In a review, Tamaki et al describe etiopathogeneses of VTE in systemic autoimmune diseases, especially in active disease [10]. The pathogeneses are either due to an increase in hypercoagulable factors or a lack of coagulation inhibitors [10]. The hyper-coagulable factors include but are not limited to increased tissue factor (TF) expression due to increased interleukin 6 (IL-6), platelet activation and neutrophil extracellular traps (NETs) created by a process called NETosis [10]. In terms of lack of inhibitors, there is reduced thrombomodulin due to increased tumour necrosis factor alpha (TNF-α) and increased interleukin 1 (IL-1) [10]. With the lack of inhibitors arm of the pathogeneses, there is also increased plasminogen activator inhibitor 1 (PAI-1) due to TNF-α, which inhibits the fibrinolytic system [10].

Other reported cases of VTEs that were not PEs include 1 patient with recurrent deep venous thrombosis (DVT), 1 with bilateral retinal arterio-venous thrombus occlusion, and 1 with porto-venous thrombosis on the background of AoSD [6–9].

An added confounder to the diagnosis of the PE in this particular patient was the variability of sensitivity and specificity of the tests used to make a diagnosis of a PE; the diagnosis of a PE was made on the third admission because of the infective/inflammatory processes that were overlapping and masking the diagnosis.

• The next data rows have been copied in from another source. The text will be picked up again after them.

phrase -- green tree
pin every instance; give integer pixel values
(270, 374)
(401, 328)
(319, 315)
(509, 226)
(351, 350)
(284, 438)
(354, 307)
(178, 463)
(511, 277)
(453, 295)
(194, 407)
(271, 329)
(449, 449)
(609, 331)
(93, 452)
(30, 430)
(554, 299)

The accuracy of diagnosis of a PE on CTPA decreases with more distal segmental emboli as the pulmonary arteries bifurcate, and the use of V/Q scan is more effective at detecting more peripheral segmental occlusions [11,12].

Conclusions

An acute flare of AoSD poses a clinical challenge when considering complications in certain organs, as it might have similar features to other inflammatory disorders, infective as well as malignant processes.

In the reviewed literature, there is a close association between hyperferritinemia and AoSD complicated with VTEs. A rigorous search for alternative diagnoses and other potentially uncommon complications of AoSD should be done when working-up patients with AoSD, especially those that are not improving on therapy. Given the rarity of AoSD, meticulous data collection may be useful in understanding the pathophysiology and features of presentation of the illness.